Tag Archives: Ranney Campbell

Pimp by Ranney Campbell (Arroyo Seco Press)

Pimp by Ranney Campbell (Arroyo Seco Press)

Ranney Campbell’s Pimp comes out of a direct, narrative, unblinking tradition that includes artists like Kevin Ridgeway, Gerald Locklin, Patti Smith, and Fred Exley. These are poems drawn out of the latest period of Campbell’s life when she decided to change her life by quitting her job and moving to California as a way to break away from the traditions and limitations that she found in St. Louis, Missouri. She has found a way to express herself with a narrative clarity that speaks her truths.
Her work comes often from a memory of exploitation, which she might be angry about, but does not draw her into self-pity. “In Them Days” for example, she recalls a relationship with a man who

owned a Mercedes
dealership, how he loved
his beautiful things

I was most prized
living art
up in Alta Loma

snow
in the foothills

me
in the Jacuzzi

with those high-priced prostitutes
brought to party
when sales was good
any certain day (33).

Her work throughout has the ability to draw a picture and suggest arguments and conclusion with quick images and a couple of perfect words.

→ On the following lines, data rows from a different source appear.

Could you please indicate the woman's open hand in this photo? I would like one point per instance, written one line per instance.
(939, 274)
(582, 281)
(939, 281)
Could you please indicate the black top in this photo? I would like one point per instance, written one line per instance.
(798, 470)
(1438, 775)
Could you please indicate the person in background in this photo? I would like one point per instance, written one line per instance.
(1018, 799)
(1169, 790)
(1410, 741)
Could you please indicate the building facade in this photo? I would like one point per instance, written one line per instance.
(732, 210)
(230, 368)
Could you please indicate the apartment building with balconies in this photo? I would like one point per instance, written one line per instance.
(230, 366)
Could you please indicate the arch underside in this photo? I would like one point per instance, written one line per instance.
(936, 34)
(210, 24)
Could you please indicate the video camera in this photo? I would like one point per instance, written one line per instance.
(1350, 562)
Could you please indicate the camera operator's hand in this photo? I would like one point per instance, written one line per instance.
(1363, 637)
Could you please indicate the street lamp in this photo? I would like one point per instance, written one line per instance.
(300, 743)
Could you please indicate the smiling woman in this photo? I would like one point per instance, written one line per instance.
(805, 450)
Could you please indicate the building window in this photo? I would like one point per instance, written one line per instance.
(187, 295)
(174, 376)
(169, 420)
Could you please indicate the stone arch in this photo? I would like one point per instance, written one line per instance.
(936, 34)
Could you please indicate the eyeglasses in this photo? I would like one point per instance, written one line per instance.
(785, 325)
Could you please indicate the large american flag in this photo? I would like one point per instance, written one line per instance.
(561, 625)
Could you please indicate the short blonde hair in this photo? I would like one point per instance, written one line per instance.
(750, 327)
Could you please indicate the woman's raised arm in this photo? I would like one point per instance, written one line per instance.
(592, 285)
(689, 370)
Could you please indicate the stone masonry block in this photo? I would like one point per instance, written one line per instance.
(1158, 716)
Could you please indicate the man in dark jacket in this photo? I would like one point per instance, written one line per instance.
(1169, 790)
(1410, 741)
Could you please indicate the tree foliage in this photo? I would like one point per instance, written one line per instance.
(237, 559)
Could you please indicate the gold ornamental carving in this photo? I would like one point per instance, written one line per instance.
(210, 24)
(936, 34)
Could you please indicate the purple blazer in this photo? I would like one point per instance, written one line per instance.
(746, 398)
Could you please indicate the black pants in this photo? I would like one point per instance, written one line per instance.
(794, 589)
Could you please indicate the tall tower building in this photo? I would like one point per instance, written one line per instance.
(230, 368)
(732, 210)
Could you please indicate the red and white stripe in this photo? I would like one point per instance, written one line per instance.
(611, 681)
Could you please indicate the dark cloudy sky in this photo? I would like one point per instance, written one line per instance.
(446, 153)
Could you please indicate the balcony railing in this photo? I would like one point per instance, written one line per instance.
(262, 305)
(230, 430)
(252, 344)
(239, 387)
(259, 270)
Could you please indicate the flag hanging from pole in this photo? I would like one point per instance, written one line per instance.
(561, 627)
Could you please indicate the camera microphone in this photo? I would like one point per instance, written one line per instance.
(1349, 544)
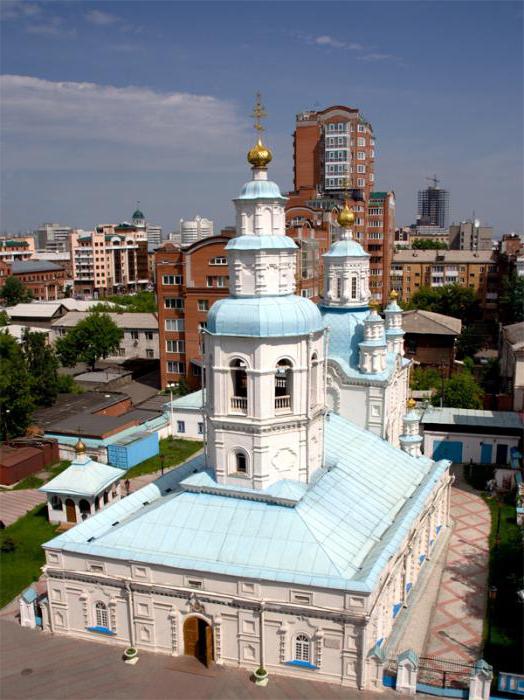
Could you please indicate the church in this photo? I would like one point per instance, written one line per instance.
(294, 541)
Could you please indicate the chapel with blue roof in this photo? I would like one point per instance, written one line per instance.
(295, 540)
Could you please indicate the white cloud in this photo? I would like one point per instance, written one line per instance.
(85, 126)
(101, 18)
(18, 9)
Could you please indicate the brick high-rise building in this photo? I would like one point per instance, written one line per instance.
(334, 159)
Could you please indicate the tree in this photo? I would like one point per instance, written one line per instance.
(461, 391)
(14, 292)
(95, 337)
(16, 404)
(421, 244)
(469, 342)
(43, 365)
(450, 299)
(511, 300)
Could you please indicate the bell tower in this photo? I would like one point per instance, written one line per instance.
(264, 349)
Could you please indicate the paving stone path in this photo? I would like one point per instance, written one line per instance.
(14, 504)
(456, 626)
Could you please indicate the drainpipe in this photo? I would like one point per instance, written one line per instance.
(127, 586)
(262, 635)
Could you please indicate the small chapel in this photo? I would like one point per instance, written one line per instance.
(296, 540)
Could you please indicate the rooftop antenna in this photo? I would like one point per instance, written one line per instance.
(434, 180)
(259, 113)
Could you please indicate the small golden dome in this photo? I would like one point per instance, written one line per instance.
(346, 218)
(80, 448)
(259, 156)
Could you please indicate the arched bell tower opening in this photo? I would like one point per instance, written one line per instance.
(238, 375)
(283, 386)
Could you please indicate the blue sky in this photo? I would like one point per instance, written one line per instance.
(106, 103)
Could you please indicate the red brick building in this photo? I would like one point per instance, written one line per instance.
(46, 280)
(334, 158)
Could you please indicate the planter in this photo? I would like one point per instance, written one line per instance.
(131, 656)
(261, 677)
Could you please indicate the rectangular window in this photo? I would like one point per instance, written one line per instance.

We are left to ponder the implication of what it means to be a woman who is chosen to party with prostitutes. In “The Boys come,” she draws on a previous time when men simply demanded of her with no thought of reciprocity:

when they came across Gert,
they got lucky.
when they came across me,
they got stitches (12).

This collection is not by any means stuck in her past; it is equally about this new life that she is building for herself and how she came to be where she is. Her move from the Midwest and her longing to get to the West away from its humidity and to the dryness of the deserts is shown in her prose poem “Burn Off.” “Red desert. Tan desert. I don’t care. Can’t stand it here. All the trees and green and weeds and humidity and people so slowed and dull with Midwestern demands on me . . . Sticky thickness manner oppression offends my innards” (35). This reminds me so much of the themes that run through a lot of Locklin’s work. For him the East was a place of pointless oppression, and for Campbell it is Missouri, but both find a freedom to be themselves in California. For both of them, California seems to be the place where they can find the authenticity of their true selves. For Campbell, it has allowed for this book which is an expression of emotions in a style that she did not feel welcome writing in St. Louis.

Campbell’s book is the kind of work that I love to see coming out of Los Angeles. Stylistically it is what I have grown up with without being a kind of imitation of previous work. It is her own work, informed by an MFA from her hometown but innovated through the life she is pursuing in the West.